If you have been following previous issues of the Digest, you know that I’m a big believer in Ethereum. There are plenty of reasons to be bullish on ETH, given that it’s the biggest ecosystem with arguably the brightest people in crypto.

However, there’s one thing that has been keeping me uneasy for some time now: fees.

I’m no stranger to paying exuberant amounts of money to do business on Ethereum. “You gotta spend to earn,” and so far, the gains have been offsetting the costs.

Moreover, even with the recent bump in gas prices, they’re still far from what we’ve seen in Spring this year. During that time, gas prices could stay in the range of 300-400 gwei for days.

Still, even though the price of transactions in ETH may have declined, it keeps increasing in USD terms. And that’s becoming concerning.

With ETH at around $4,500, you start thinking very strategically about what you’re doing. You think twice about whether you want to transact or try to wait it out with a risk that you will need to pay even more in the future. This dynamic discourages more and more activity on Ethereum with ETH price growth.

Imagine using DeFi, when a single transaction might cost you over $200, and a single transfer costs $50 or even more. Or, say you want to flip NFTs on OpenSea, so you will need to pay $150 and up to buy just a single item.

Now think what will happen if ETH is going to $5,000-6,000-7,000… The higher it goes, the fewer people will use the network. For many, gains will stop offsetting gas-induced losses.

I want to see $10,000 ETH, but only after the network moves to Proof-of-Stake. If it happens while Ethereum is still on the Proof-of-Work algorithm, it may put the network in danger since the vast majority of its users will be priced out. I’m concerned that this may happen, and here’s why.

ETH burning stats. Source: Watch the Burn.

The long-awaited EIP-1559 proposal introduced a mechanism where part of each transaction’s fee gets burned. At the current rate, ETH gets burned much faster than it gets produced. Note the “Net Reduction” metric—that’s for how much the burning rate is higher than the mining rate.

When ETH goes up, it attracts speculators who don’t necessarily use the network. They trade on centralized exchanges and don’t suffer from high transaction fees. But, at the same time, they reduce the number of tokens in circulation by simply holding them, which adds to further price growth.
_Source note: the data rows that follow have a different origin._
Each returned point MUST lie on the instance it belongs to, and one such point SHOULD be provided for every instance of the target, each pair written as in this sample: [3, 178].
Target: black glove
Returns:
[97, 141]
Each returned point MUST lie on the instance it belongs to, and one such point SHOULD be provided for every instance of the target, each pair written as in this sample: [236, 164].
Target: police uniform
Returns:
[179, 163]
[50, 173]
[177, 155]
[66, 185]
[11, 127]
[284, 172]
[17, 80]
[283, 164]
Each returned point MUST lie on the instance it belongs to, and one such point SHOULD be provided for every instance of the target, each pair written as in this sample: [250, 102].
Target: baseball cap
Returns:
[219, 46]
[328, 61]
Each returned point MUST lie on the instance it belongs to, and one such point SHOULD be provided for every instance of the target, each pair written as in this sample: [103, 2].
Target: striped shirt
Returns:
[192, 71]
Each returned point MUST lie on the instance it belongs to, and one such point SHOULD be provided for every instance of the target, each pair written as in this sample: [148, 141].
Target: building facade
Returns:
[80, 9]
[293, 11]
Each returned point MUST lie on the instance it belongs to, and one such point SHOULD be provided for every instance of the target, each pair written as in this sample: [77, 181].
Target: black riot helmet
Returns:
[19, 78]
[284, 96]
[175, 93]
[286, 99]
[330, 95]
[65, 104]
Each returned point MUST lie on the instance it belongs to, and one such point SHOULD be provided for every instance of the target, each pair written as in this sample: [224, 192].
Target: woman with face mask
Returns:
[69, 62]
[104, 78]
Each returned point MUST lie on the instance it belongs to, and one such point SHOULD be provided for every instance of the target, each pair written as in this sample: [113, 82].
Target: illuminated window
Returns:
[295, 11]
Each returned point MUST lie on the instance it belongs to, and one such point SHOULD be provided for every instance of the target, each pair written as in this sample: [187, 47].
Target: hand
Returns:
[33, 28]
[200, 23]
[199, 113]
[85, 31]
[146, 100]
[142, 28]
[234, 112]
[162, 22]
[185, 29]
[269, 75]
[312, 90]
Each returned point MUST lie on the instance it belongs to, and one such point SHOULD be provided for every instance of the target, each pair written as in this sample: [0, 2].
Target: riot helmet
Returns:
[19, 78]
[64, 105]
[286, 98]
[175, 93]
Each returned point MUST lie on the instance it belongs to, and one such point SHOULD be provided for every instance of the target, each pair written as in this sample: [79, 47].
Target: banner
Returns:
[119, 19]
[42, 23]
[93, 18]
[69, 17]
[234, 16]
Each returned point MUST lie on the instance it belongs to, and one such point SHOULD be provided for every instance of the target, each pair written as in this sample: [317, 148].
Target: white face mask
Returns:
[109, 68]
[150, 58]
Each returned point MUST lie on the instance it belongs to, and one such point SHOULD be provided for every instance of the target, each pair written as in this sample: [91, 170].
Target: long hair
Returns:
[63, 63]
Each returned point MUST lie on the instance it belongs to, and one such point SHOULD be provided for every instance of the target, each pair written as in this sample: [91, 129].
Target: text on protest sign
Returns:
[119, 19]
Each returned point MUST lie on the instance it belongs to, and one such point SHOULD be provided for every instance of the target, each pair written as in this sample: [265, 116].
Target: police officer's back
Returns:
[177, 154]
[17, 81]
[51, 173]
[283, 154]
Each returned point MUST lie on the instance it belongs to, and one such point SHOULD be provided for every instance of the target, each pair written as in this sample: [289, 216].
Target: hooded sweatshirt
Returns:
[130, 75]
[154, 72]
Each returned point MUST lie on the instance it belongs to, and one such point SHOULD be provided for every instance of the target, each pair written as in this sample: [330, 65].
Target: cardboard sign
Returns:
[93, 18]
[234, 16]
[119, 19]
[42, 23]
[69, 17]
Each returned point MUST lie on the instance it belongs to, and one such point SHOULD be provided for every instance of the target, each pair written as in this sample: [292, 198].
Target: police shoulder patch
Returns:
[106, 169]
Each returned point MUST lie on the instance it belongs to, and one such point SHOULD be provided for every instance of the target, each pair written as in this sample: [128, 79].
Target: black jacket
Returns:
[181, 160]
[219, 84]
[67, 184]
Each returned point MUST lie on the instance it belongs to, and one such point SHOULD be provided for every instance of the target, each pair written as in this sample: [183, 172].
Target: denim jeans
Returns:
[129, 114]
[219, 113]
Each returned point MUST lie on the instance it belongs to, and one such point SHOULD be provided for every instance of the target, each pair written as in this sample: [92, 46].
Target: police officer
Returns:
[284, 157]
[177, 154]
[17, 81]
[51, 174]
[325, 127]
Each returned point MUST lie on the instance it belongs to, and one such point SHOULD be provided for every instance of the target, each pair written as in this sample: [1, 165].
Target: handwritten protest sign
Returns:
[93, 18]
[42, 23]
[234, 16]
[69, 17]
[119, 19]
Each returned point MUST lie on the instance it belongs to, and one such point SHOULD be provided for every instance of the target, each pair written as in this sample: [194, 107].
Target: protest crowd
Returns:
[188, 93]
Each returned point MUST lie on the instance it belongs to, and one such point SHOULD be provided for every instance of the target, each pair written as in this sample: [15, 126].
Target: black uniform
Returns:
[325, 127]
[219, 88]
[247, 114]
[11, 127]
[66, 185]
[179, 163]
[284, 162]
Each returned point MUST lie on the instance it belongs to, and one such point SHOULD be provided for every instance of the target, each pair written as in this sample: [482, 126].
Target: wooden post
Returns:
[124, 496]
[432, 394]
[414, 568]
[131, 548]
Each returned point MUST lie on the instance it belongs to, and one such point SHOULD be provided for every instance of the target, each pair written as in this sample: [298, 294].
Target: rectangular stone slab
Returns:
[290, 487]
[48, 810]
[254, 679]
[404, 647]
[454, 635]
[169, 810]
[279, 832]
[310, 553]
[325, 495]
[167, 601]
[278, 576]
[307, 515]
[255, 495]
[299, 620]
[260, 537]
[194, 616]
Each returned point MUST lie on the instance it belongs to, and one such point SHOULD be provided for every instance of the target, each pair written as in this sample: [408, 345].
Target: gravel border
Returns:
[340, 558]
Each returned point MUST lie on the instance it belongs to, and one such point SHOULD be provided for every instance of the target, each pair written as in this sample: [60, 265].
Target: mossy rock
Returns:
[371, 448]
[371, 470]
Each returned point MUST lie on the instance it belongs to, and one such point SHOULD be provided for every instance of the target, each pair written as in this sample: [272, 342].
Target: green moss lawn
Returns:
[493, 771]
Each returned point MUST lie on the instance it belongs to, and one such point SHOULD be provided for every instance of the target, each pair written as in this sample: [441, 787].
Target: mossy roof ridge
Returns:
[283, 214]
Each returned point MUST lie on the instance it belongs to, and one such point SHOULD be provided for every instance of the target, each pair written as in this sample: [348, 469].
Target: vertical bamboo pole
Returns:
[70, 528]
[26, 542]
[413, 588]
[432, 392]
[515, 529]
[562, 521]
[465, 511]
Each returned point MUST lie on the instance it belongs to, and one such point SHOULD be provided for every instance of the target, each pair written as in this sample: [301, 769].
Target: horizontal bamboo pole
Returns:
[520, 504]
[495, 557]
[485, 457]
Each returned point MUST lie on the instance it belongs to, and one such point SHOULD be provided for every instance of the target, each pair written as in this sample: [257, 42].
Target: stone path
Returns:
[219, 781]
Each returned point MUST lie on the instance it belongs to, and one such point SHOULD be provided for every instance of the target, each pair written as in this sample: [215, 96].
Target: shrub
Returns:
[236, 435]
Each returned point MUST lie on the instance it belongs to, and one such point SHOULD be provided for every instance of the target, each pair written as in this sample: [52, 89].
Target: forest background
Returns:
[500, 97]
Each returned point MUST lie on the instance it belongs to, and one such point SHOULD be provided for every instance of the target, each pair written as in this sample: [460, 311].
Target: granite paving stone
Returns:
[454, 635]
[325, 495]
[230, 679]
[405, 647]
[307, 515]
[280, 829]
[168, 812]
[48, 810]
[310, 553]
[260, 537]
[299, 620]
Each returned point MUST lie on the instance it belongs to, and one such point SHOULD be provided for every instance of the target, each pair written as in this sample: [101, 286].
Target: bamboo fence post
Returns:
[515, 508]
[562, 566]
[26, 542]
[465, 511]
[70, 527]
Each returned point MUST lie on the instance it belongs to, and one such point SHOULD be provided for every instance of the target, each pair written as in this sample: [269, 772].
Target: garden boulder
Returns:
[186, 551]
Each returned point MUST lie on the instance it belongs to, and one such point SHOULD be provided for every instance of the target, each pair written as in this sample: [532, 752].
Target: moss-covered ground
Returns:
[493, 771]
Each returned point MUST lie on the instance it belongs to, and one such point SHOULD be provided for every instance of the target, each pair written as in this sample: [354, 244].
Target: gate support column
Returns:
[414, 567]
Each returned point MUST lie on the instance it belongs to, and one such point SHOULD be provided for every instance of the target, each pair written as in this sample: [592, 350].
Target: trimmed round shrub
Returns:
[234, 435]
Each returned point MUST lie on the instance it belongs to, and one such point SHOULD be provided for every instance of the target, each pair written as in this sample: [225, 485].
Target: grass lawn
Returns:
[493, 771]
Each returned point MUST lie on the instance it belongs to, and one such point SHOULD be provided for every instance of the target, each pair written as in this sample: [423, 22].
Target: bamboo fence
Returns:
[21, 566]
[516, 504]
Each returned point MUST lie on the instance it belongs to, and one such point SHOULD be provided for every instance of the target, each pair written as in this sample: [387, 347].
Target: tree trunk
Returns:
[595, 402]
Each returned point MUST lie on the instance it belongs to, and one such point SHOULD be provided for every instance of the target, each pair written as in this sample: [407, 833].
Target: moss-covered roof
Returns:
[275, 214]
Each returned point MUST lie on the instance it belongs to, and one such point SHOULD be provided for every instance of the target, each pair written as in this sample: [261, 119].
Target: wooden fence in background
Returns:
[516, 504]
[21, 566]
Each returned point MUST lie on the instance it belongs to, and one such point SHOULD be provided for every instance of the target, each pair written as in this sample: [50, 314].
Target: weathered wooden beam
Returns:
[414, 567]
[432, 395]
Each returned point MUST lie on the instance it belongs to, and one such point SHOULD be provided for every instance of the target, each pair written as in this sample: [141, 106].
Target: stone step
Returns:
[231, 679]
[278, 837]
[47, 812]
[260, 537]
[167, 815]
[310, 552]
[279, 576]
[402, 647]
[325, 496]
High burning rate plus speculation create conditions in which ETH may go up to $10,000, making Ethereum accessible to only a handful of whales. This will give an upper hand to Ethereum killers. Not gonna lie; in such a case, I will move from Ethereum for at least until the transition to PoS happens or the price drops to some reasonable levels.

As of now, Ethereum developers are on track to make the transition happen. But, even Vitalik Buterin stated that it’s more realistic to expect it to happen at the beginning of 2022. Hence, there may be a window of opportunity for Ethereum Killers to shine at the end of the year.

Wrapping this up, while I still believe in Ethereum, I think you should take a closer look at its competitors over the coming weeks. Fortunately, we have Full Digital Asset Reports on all major Layer-1 blockchains.

SIMETRI Portfolio–Slowly Taking Off

Over the past weeks, altcoins have been showing pretty good performance. However, that’s mostly applicable to large caps. I don’t think we reached the stage when the market’s participants move up the risk curve and start actively playing with mid-to-low caps.

While our safer Picks like Arweave, Terra, and Sushi are doing relatively well, the projects with smaller caps like Karura and Gelato remain near their entry points. I expect that to change closer to the year’s end.